After collecting 1.4 million signatures on petitions, gaining support from musicians such as Moby and the Dixie Chicks and building alliances with key members of Congress, the SavetheInternet.com Coalition forced AT&T to respect network neutrality–the principle that all Internet users must have equal access to all websites–as part of a deal to allow the telecommunications behemoth to acquire BellSouth. Around the same time, radio giant Clear Channel gave in to a noisy petitioning and picketing campaign by Walasek and other fans of the Air America affiliate in Madison, Wisconsin, and reversed a decision to do away with the affiliate’s liberal talk format.

A decade ago, when Bob McChesney and John Nichols began arguing in these pages for the formation of a grassroots media reform movement, following the passage of a sweeping giveaway to the corporations known as the Telecommunications Act of 1996, the notion that people power could tip the balance back seemed a bit fanciful. But as 3,000 activists from across the country gather on January 12 in Memphis for the third National Conference for Media Reform, this movement has come of age. Federal Communications Commissioners Michael Copps and Jonathan Adelstein will address the conference, as will Ed Markey, the new chair of the powerful telecommunications subcommittee of the House Energy and Commerce Committee.

No one is predicting the imminent collapse of Big Media and the arrival of a golden age. Telecommunications giants are still out to undermine net neutrality, while media companies continue to push for rule changes that would allow them to own the newspaper and radio and television stations in a single city. Moreover, as Nichols notes in his article on page 11, journalism itself is under threat, as newspapers decline in readership and owners slash staffs and dumb down coverage in an effort to make higher profits.

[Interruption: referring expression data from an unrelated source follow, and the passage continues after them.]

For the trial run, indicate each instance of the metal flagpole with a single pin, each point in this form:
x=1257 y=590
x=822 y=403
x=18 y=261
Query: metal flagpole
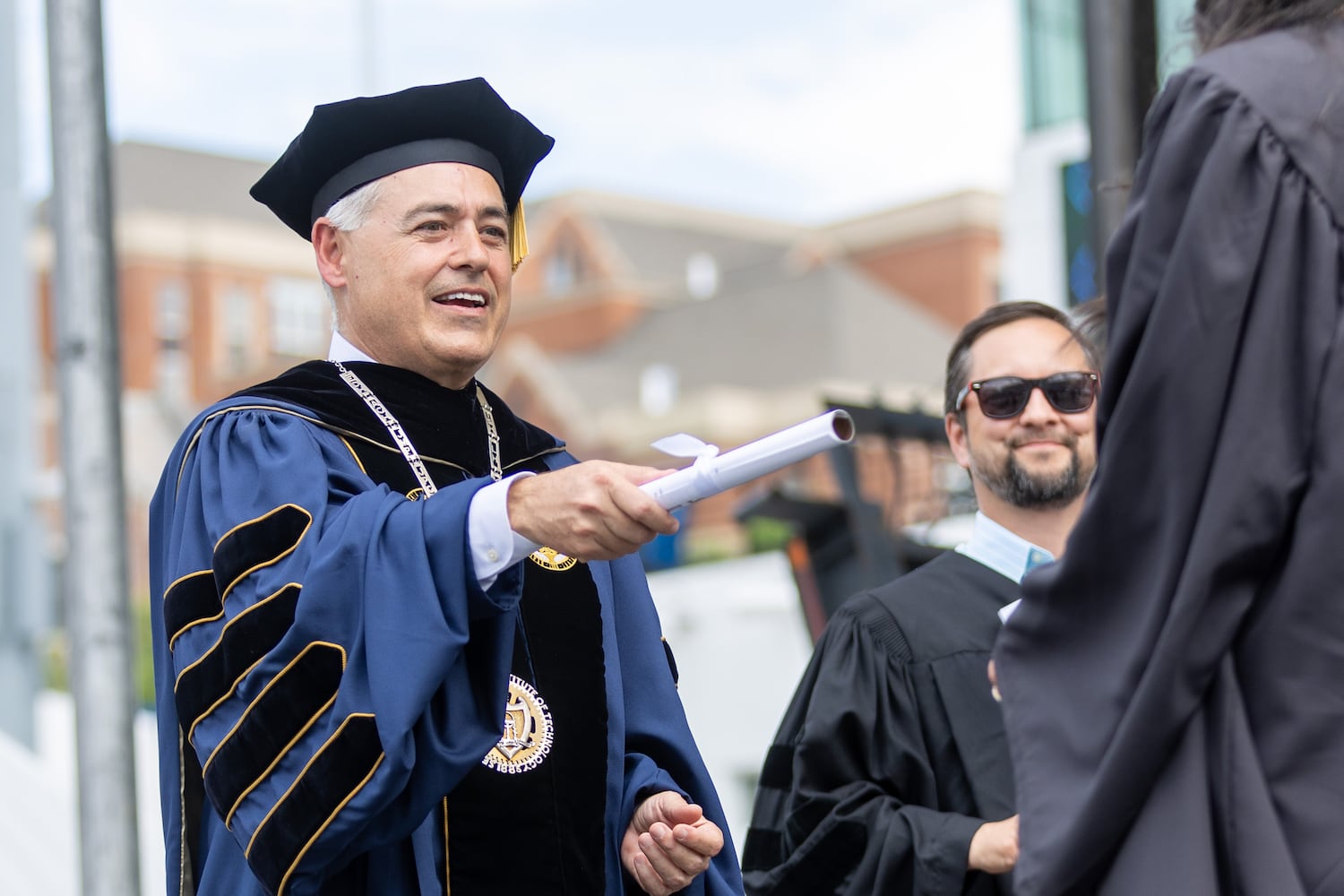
x=89 y=375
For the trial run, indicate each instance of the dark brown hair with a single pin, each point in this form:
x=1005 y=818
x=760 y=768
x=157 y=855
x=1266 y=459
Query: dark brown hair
x=1219 y=22
x=996 y=316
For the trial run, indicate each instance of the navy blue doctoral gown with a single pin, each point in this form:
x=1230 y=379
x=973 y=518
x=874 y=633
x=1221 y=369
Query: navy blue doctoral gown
x=370 y=669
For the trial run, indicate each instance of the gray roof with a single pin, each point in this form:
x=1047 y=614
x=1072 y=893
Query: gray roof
x=784 y=331
x=183 y=182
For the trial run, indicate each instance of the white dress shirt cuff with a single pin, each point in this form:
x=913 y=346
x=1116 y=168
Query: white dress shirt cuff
x=495 y=546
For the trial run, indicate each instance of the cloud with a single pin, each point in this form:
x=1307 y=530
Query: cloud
x=790 y=109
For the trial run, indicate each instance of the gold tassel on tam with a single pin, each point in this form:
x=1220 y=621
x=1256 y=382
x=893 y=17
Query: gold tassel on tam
x=518 y=237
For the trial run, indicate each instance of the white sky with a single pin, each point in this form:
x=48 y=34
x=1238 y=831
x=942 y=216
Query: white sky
x=798 y=110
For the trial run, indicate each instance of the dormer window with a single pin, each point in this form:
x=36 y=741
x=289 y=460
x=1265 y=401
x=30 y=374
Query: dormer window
x=702 y=276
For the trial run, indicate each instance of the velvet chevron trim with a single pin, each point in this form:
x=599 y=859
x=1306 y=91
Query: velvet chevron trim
x=287 y=708
x=191 y=600
x=258 y=543
x=241 y=645
x=335 y=775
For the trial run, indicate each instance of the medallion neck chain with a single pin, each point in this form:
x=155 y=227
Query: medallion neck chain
x=398 y=435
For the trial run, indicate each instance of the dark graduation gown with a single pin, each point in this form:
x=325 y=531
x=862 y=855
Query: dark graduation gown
x=1175 y=685
x=892 y=753
x=331 y=676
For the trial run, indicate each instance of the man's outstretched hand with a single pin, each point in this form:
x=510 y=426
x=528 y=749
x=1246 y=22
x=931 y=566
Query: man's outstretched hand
x=591 y=511
x=668 y=844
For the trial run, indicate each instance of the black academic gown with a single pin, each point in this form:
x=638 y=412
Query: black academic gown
x=1175 y=685
x=892 y=750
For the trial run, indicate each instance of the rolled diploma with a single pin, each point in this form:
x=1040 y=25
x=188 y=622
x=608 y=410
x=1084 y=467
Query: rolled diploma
x=711 y=474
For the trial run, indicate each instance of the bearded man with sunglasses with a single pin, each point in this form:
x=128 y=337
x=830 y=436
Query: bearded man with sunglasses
x=890 y=772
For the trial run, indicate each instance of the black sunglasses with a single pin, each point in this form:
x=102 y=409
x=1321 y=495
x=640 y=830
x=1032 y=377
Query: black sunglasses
x=1005 y=397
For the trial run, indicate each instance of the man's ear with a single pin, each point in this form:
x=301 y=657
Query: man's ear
x=330 y=249
x=956 y=429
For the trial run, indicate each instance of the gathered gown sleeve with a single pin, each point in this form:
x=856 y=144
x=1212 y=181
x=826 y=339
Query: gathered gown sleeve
x=1123 y=699
x=857 y=815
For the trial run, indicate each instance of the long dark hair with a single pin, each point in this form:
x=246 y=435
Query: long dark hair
x=1218 y=22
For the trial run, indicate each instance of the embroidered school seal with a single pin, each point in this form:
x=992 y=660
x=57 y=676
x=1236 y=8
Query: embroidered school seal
x=551 y=559
x=529 y=731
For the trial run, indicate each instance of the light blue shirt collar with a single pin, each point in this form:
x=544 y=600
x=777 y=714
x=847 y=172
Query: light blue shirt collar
x=1003 y=551
x=343 y=351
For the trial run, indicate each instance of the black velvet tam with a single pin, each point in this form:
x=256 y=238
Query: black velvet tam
x=349 y=144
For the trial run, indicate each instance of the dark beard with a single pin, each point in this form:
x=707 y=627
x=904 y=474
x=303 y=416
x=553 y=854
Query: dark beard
x=1042 y=492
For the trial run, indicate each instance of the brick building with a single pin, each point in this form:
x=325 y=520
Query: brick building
x=631 y=320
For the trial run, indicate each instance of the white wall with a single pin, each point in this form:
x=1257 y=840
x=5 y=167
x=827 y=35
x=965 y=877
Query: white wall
x=1032 y=228
x=741 y=643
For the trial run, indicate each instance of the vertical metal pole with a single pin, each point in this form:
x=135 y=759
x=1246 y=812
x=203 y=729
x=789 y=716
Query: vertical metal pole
x=89 y=374
x=22 y=598
x=1121 y=38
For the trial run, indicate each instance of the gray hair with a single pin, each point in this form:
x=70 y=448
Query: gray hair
x=351 y=212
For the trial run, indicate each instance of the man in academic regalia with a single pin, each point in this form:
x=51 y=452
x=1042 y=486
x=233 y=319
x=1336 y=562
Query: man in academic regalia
x=890 y=772
x=401 y=641
x=1174 y=689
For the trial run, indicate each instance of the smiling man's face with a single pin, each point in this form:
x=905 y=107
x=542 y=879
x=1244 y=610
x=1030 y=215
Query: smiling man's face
x=1040 y=458
x=425 y=284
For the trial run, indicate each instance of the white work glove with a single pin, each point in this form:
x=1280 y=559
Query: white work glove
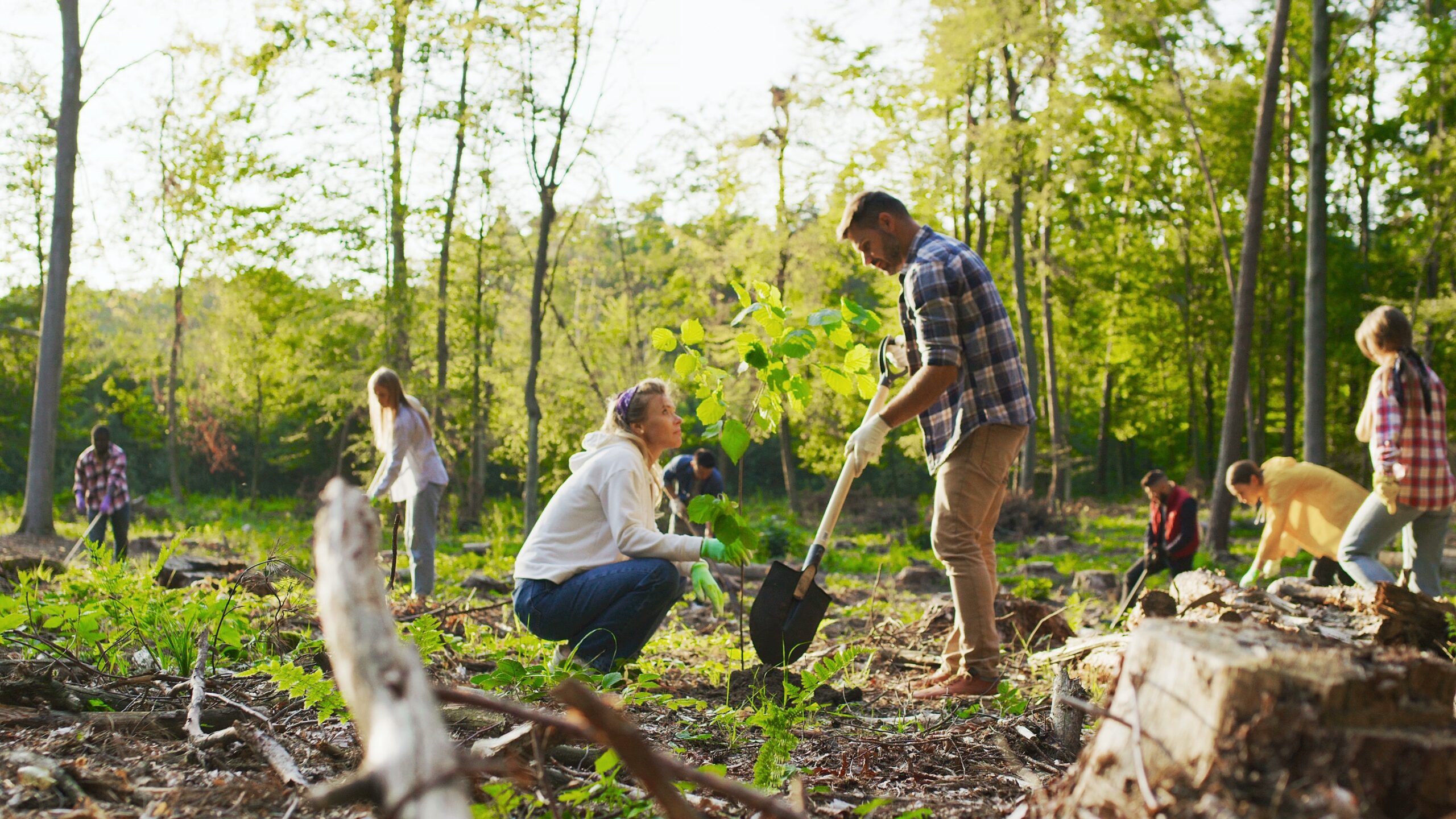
x=865 y=444
x=897 y=353
x=1270 y=569
x=1250 y=577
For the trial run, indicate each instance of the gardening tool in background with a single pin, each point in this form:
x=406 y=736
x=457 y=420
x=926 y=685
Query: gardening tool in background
x=394 y=551
x=1132 y=594
x=787 y=613
x=76 y=547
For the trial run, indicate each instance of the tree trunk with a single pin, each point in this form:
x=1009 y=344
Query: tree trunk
x=1054 y=420
x=441 y=341
x=1104 y=429
x=1027 y=477
x=46 y=408
x=475 y=490
x=173 y=471
x=258 y=437
x=399 y=296
x=781 y=102
x=1290 y=336
x=1189 y=356
x=1317 y=235
x=533 y=410
x=1203 y=159
x=1368 y=165
x=1248 y=267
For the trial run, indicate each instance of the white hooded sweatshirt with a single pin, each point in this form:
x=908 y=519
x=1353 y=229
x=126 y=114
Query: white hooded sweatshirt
x=602 y=515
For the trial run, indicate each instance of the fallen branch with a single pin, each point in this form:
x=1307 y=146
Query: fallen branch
x=631 y=748
x=194 y=710
x=679 y=770
x=169 y=723
x=273 y=752
x=51 y=768
x=411 y=767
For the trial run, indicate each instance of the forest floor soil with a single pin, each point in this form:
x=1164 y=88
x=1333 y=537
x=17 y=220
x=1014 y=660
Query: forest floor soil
x=861 y=745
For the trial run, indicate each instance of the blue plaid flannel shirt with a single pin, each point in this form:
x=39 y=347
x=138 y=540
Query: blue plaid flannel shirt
x=953 y=315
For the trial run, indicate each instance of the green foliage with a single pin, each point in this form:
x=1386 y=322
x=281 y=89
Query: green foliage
x=1033 y=588
x=779 y=719
x=313 y=688
x=727 y=524
x=778 y=350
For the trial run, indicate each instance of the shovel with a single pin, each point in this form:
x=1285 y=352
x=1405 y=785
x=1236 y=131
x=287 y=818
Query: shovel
x=787 y=613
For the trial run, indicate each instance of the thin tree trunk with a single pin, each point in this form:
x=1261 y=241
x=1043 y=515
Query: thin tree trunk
x=341 y=449
x=1317 y=235
x=781 y=102
x=1054 y=420
x=475 y=493
x=1248 y=267
x=533 y=410
x=1104 y=429
x=1203 y=158
x=443 y=292
x=46 y=407
x=1436 y=130
x=173 y=470
x=1290 y=328
x=258 y=437
x=1368 y=167
x=1186 y=309
x=1027 y=477
x=399 y=296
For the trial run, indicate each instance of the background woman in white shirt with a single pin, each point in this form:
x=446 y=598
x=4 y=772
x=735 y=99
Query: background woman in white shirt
x=594 y=570
x=411 y=473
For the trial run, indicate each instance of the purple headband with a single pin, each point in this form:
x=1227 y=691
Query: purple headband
x=625 y=403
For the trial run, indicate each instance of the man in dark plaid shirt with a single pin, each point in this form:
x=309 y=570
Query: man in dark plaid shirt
x=101 y=490
x=969 y=390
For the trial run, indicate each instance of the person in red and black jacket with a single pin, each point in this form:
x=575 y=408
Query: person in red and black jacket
x=1173 y=530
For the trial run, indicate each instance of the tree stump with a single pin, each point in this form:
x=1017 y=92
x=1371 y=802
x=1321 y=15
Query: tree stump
x=1270 y=723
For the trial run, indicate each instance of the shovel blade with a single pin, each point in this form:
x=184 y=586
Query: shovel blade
x=781 y=627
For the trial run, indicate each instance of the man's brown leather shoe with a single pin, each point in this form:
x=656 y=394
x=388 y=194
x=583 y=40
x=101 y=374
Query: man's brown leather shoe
x=938 y=677
x=960 y=685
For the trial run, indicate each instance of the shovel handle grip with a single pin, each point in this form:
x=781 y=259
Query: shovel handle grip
x=846 y=477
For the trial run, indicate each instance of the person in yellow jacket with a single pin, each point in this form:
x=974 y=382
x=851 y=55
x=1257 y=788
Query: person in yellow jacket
x=1308 y=507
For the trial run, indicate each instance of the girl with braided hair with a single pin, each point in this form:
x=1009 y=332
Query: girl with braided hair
x=1404 y=420
x=594 y=572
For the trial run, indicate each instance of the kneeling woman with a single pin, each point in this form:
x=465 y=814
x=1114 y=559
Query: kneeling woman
x=594 y=570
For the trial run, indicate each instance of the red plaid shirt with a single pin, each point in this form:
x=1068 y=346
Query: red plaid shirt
x=1411 y=444
x=98 y=480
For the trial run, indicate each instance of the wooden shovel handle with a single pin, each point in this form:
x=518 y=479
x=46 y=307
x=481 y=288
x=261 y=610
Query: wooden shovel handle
x=836 y=503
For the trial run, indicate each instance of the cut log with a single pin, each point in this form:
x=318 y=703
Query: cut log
x=1066 y=719
x=410 y=763
x=1403 y=617
x=1192 y=586
x=1256 y=717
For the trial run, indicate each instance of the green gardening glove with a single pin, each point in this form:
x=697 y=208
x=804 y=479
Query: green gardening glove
x=706 y=589
x=724 y=553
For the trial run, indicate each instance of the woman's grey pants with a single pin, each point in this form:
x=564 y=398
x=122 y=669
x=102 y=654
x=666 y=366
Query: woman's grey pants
x=1374 y=527
x=421 y=514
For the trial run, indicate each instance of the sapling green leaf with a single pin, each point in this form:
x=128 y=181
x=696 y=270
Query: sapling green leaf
x=664 y=340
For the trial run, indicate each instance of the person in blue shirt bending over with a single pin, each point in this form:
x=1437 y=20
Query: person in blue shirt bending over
x=688 y=477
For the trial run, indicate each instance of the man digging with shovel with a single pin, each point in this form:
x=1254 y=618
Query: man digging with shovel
x=969 y=390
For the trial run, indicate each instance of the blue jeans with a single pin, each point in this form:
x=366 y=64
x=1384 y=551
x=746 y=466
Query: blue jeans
x=603 y=614
x=1374 y=527
x=421 y=515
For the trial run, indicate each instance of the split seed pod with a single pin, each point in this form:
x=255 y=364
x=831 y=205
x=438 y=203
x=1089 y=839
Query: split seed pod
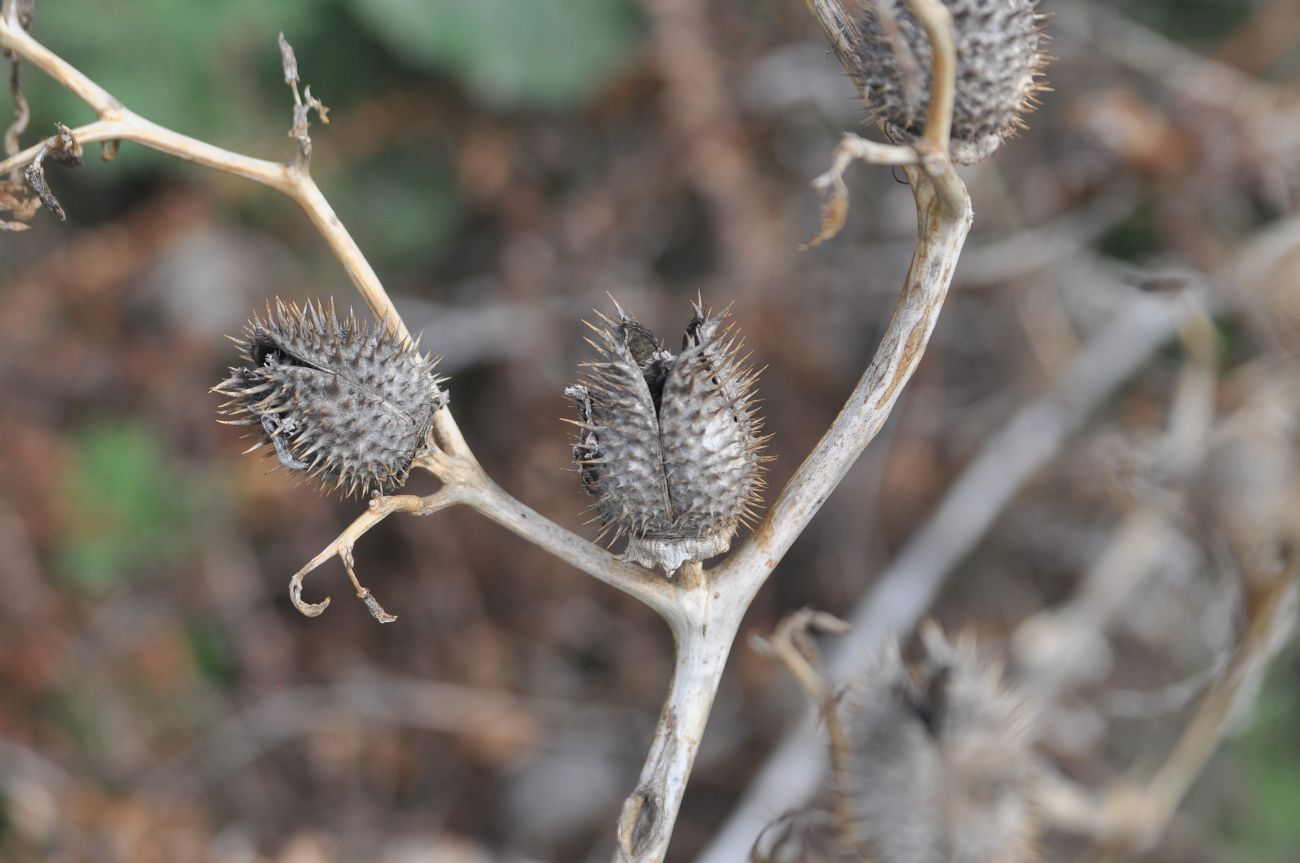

If the threats are real, however, so too are the possibilities to upend more of Big Media’s agenda. The fight will be easier with Democrats like Markey in key positions in Congress and with longtime allies like Bernie Sanders and Sherrod Brown ready to use newly won Senate seats to advance the cause. While Democrats have yet to fully embrace media reform, they’re a good deal more sympathetic than the GOP to the movement’s emphasis on diversity and democracy. With prodding from the media reform movement, Congressional Democrats might even embrace an affirmative agenda that could make media–particularly media that use the people’s airwaves–more likely to serve civic values than the commercial/entertainment values dictated by corporations concerned with the bottom line.